ENSAYO
Tachas 506 • Con propina, por favor • Alejandro Badillo
Alejandro Badillo
Hace unos meses una periodista que tengo como contacto en las redes sociales se quejaba de la propina en los restaurantes. Decía que estaba cansada de tener que dar una cuota fija por un plato que ya no cumple con los estándares de antes. En los comentarios a su queja, una persona añadió que los meseros “no se esfuerzan en darte ese plus”. Después de leer frases que iban, palabras más palabras menos, en ese mismo sentido, me sentí contrariado. La razón no era el dilema de pagar un extra en tiempos de inflación sino la falta de empatía con los trabajadores de las cafeterías y restaurantes. Algunos comentarios, pocos minutos después, problematizaron la queja: ¿debería el cliente hacerse cargo de un ingreso que le corresponde, en el papel, al empresario que puso el negocio? Sin embargo, a pesar de esa variante, seguía en desacuerdo con los puntos de vista de la mayoría. La razón, en el fondo, es que para mí ser mesero es uno de los trabajos más difíciles del mundo.

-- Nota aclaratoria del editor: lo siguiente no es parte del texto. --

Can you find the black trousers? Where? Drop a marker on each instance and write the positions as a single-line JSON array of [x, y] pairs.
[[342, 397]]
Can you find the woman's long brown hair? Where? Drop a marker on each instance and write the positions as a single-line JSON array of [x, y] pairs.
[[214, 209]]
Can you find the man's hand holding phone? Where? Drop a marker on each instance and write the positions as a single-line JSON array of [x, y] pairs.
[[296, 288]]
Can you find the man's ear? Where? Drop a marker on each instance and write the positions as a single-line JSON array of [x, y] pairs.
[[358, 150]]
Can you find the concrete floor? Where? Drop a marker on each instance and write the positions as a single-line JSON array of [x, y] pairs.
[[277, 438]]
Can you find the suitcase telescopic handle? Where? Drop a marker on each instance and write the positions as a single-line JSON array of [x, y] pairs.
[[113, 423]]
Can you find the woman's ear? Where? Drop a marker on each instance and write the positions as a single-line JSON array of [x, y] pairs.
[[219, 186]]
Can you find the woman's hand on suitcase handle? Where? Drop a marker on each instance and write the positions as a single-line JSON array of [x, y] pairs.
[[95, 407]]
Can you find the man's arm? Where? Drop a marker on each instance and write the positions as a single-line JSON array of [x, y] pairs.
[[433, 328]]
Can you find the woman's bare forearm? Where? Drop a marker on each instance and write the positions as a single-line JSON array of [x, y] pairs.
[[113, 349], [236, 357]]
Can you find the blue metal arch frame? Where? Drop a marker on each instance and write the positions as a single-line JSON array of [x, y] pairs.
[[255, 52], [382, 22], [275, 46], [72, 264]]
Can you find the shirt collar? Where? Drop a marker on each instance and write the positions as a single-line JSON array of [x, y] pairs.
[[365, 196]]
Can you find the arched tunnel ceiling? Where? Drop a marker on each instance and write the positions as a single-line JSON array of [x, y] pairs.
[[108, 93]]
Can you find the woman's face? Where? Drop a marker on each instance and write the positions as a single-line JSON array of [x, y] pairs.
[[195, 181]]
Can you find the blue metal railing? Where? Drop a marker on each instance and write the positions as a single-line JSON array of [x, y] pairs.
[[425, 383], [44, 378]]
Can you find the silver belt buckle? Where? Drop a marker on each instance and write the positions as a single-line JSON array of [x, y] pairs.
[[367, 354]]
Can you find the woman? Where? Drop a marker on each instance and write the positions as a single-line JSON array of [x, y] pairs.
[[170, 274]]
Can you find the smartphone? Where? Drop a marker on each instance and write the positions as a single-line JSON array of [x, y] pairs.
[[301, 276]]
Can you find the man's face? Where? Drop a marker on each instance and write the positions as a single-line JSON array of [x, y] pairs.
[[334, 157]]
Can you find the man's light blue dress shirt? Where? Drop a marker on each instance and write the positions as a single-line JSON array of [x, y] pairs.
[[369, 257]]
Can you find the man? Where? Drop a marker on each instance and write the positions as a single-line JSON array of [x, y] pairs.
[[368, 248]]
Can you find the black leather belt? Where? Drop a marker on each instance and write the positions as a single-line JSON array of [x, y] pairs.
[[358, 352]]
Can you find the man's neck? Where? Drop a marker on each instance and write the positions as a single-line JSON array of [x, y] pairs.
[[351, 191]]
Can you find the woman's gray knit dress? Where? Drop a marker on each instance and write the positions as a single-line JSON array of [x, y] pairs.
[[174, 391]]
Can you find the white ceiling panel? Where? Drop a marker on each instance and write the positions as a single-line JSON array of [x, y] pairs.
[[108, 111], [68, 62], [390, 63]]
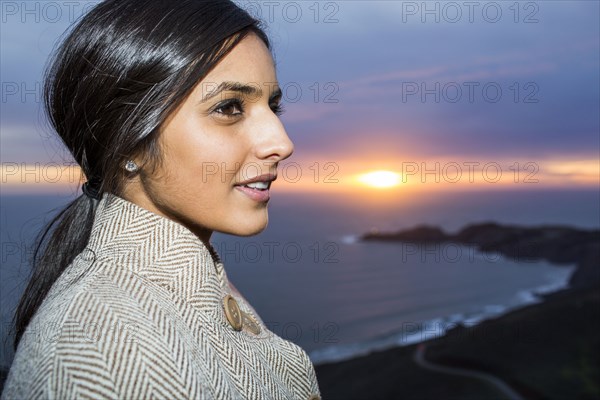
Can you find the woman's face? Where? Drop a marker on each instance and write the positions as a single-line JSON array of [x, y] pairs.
[[225, 134]]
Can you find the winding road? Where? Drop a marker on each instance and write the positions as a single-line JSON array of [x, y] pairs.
[[419, 358]]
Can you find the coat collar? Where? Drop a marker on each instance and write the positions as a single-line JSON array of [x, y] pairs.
[[158, 249]]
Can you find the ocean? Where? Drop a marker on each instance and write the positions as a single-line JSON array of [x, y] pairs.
[[312, 281]]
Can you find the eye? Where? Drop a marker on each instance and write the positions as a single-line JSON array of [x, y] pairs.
[[276, 106], [230, 108]]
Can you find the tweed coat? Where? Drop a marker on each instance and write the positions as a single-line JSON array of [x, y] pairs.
[[140, 314]]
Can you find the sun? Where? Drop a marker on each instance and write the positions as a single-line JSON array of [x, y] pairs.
[[380, 179]]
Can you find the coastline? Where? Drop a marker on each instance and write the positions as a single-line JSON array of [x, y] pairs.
[[439, 326], [542, 351]]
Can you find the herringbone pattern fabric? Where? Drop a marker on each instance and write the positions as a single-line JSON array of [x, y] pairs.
[[139, 315]]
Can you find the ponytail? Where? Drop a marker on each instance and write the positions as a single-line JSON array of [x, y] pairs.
[[115, 79], [57, 245]]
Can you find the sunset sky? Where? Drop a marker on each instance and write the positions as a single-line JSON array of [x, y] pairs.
[[443, 94]]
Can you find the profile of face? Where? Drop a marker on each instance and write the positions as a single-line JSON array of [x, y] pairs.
[[220, 149]]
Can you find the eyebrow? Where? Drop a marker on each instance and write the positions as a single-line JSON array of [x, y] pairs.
[[247, 90]]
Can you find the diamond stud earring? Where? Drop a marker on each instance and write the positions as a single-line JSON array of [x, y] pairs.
[[131, 166]]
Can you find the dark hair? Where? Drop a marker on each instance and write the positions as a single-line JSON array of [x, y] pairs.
[[115, 79]]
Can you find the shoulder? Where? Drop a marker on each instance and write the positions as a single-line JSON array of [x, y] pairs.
[[75, 345]]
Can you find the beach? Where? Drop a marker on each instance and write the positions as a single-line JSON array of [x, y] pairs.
[[543, 351]]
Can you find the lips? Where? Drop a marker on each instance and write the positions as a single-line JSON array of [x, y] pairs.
[[257, 188]]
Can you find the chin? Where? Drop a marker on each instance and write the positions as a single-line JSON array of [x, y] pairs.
[[250, 226]]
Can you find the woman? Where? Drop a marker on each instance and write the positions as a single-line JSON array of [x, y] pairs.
[[170, 108]]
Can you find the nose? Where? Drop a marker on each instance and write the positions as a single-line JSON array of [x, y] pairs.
[[273, 142]]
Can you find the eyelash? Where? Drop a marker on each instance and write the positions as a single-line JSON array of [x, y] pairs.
[[239, 104]]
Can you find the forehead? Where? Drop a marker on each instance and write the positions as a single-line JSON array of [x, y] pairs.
[[249, 61]]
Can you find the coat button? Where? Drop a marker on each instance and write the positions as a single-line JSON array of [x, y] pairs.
[[232, 312], [250, 324]]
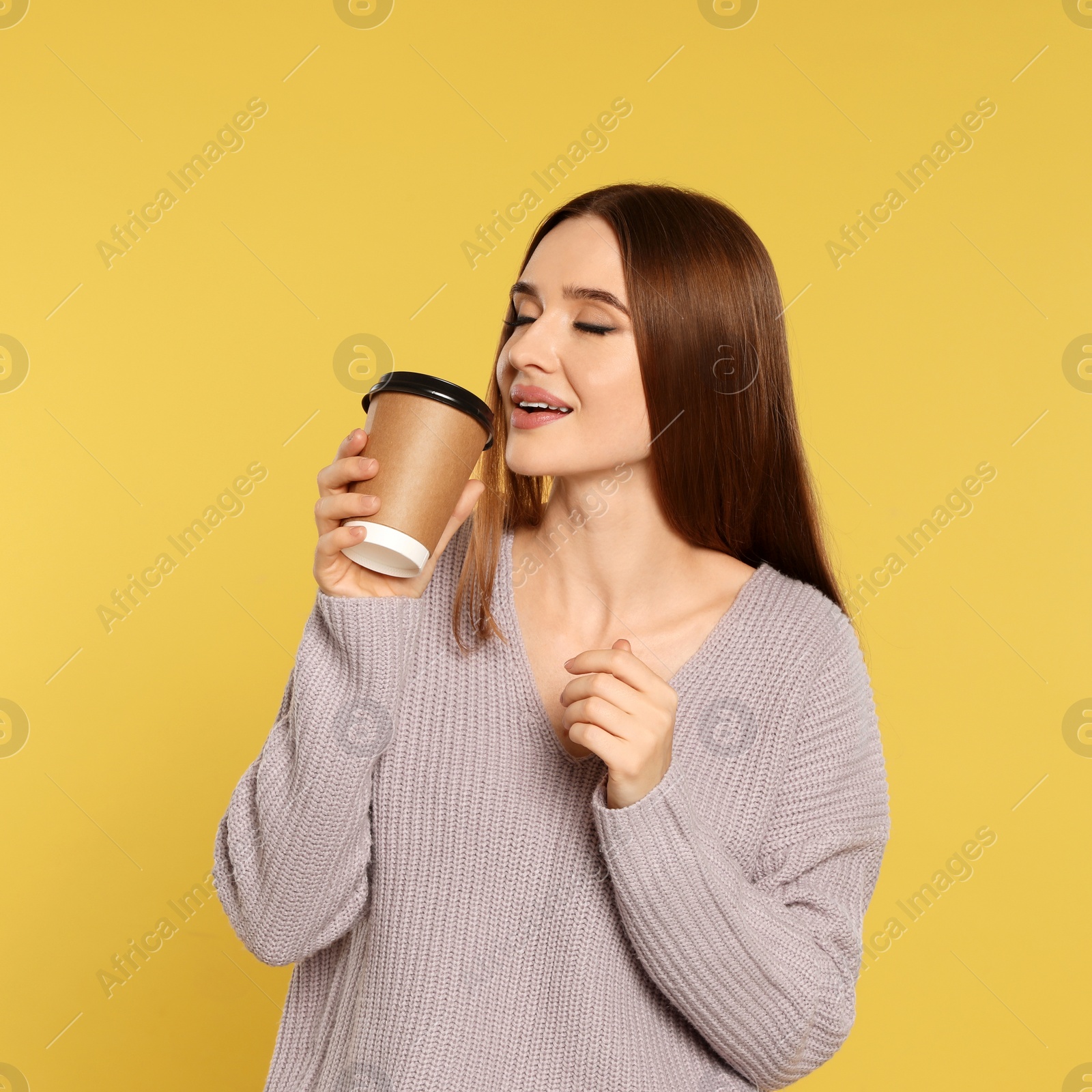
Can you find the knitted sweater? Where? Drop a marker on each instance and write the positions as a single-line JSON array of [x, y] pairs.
[[465, 913]]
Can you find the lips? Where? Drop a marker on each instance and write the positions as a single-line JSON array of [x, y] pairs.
[[535, 407]]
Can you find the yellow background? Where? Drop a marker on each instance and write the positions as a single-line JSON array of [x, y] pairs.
[[211, 345]]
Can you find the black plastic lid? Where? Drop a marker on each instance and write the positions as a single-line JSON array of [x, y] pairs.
[[440, 390]]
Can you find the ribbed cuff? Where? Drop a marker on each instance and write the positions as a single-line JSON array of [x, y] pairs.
[[647, 830]]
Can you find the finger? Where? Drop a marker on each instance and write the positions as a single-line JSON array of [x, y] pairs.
[[602, 713], [338, 475], [622, 665], [330, 511], [603, 686], [353, 444], [333, 542], [609, 748]]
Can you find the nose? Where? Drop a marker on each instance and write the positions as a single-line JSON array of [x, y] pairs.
[[535, 349]]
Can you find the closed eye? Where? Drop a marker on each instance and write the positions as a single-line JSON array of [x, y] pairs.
[[590, 328]]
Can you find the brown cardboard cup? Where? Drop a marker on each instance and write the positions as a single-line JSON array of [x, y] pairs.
[[427, 436]]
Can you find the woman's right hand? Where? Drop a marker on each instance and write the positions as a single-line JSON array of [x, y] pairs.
[[334, 573]]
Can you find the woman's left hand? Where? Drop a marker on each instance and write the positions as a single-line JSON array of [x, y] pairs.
[[625, 713]]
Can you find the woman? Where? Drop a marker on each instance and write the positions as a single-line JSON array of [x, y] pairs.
[[598, 802]]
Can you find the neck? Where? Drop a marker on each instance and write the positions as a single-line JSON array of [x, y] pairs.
[[617, 549]]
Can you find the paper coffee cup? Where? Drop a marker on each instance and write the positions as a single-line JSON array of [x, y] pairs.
[[427, 435]]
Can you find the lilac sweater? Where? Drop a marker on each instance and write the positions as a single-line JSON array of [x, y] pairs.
[[465, 913]]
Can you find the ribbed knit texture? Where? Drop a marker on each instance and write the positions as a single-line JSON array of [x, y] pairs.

Cuando estaba en la universidad busqué trabajo para tener un ingreso extra. Después de ver algunas ofertas solicité un puesto como mesero en una cadena de restaurantes en la ciudad de Puebla. Sin experiencia, entrar a ese lugar fue como introducirme en un mundo nuevo. De inmediato me llamó la atención la ética laboral de mis compañeros: había un respeto general para los que tenían más horas de vuelo. Después de una breve capacitación que incluía aprenderme la carta de alimentos, uno de los meseros me tomó como su pupilo y me enseñó cómo cargar la charola y conservar el equilibrio. Es algo que sólo se domina con mucha práctica y no poco esfuerzo. De inmediato percibí la dificultad del oficio: una mezcla de habilidad física, resistencia y trato social con clientes que, muchas veces, tratan a cualquier empleado como si no valiera lo mismo que ellos. El mesero es, además, la persona en la cual el comensal descarga su inconformidad si algo, en el largo proceso que lleva el plato hasta su mesa, sale mal. Si el cocinero tuvo un error o el dueño del negocio afecta, con sus decisiones, el funcionamiento del restaturante, el mesero tendrá que recibir los reclamos del cliente y tratar, en la medida de lo posible, minimizar los daños. Por supuesto, si la culpa es achacable al trabajador, siempre estará en el horizonte el despido fulminante, pues siempre es más fácil cortar una cabeza que atender las causas que llevaron al desaguisado. Además, habrá un ejército de candidatos esperando por el puesto.
Recuerdo, en aquellos meses como mesero, el agotamiento físico y la esperanza de una buena propina para repartirla con los compañeros, incluso con los cocineros y demás trabajadores del restaurante. Después de mi paso por ese lugar, trabajé en librerías, periódicos y, por último, aterricé en la docencia. Sin embargo, siempre he tenido presente mi experiencia en el restaurante porque, de diferentes maneras, me enseñó el valor del trabajo que muchos piensan como poco calificado, entre otros prejuicios lamentables. El antropólogo David Graeber describe en su gran libro Trabajos de mierda cómo una élite muy bien pagada desempeña labores absolutamente intrascendentes, mientras los choferes, trabajadores de limpieza, maestros de educación básica, obreros en las fábricas que producen las cosas que necesitamos; operarios, dependientes en las tiendas, están hasta abajo en la pirámide de los ingresos. ¿Qué pasaría si, un buen día, no están o no hay suficientes para la sociedad de consumo que busca expandirse a costa de lo que sea? Incluso con la creciente automatización de muchas labores, la mano de obra humana sigue siendo necesaria, pues es el motor de la Inteligencia Artificial y otras utopías del nuevo siglo.
¿Debería el cliente hacerse cargo de un ingreso que le debería corresponder al empresario que puso el negocio? Es un dilema pertinente, pero, créame, amable lector, mientras esto se resuelve, cualquier mesero agradecerá la propina que le ayudará en su día a día. La empatía y la solidaridad son actos que requieren, en primer lugar, de pragmatismo y de una saludable curiosidad por el otro. Lo ideal sería que pudiéramos experimentar las vidas de los demás para entender, aunque sea superficialmente, a lo que se enfrentan. Yo trabajé como mesero sin dependientes económicos y sólo como una labor eventual, pero muchos de mis compañeros eran jefes y jefas de familia que contaban con su sueldo para su sustento. En la sociedad hiperindividualista en la que vivimos acostumbramos a ver al otro como alguien que busca aprovecharse de nosotros. Sin embargo, rodeados por nuestros problemas y disonancias cognitivas, pocas veces estamos dispuestos a ver más allá de nuestra muy reducida realidad.